Mr. Speaker, I have indeed read the bill. I have a copy of it in my hand. I scanned it this morning. I admitted at the beginning of my speech that I am not a justice critic. I admitted at the beginning of my speech that I am not an expert in these areas.
I am merely here to communicate what a constituent has asked me to communicate, that is, why are we wasting our time on this when we should be addressing the real issues of justice? Why are we trying to promote and legalize more lottery spending, setting up a situation which will have the added costs of enforcement?
The hon. member mentioned the jobs that will be created. I am not sure that a lottery job improves our standard of living one iota. What does it produce in tangible terms?
The member should look at real economic value. Nothing is produced by exchanging money from one person to another without the transfer of a good or service. There is no value attached to that.

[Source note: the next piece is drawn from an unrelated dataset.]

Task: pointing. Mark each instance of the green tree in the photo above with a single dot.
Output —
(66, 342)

The only weak argument they could make is that it brings money in from the Americans. That is what I am sure is happening. If they want to give Americans something tangible for spending their money in Canada, I would say that would be 100,000 times more valuable than saying “Come over here and simply throw your money on the table. We will keep 85% of it”. That is immoral. I really do not think the government should promote that kind of lifestyle and justify it by saying “It is good for our economy”.
If the member wants to defend lotteries, gambling and putting people at risk that way, she is welcome to do so. I also agree with freedom of choice. If people choose to do this, fine. But I do not think it should be promoted and sponsored by government.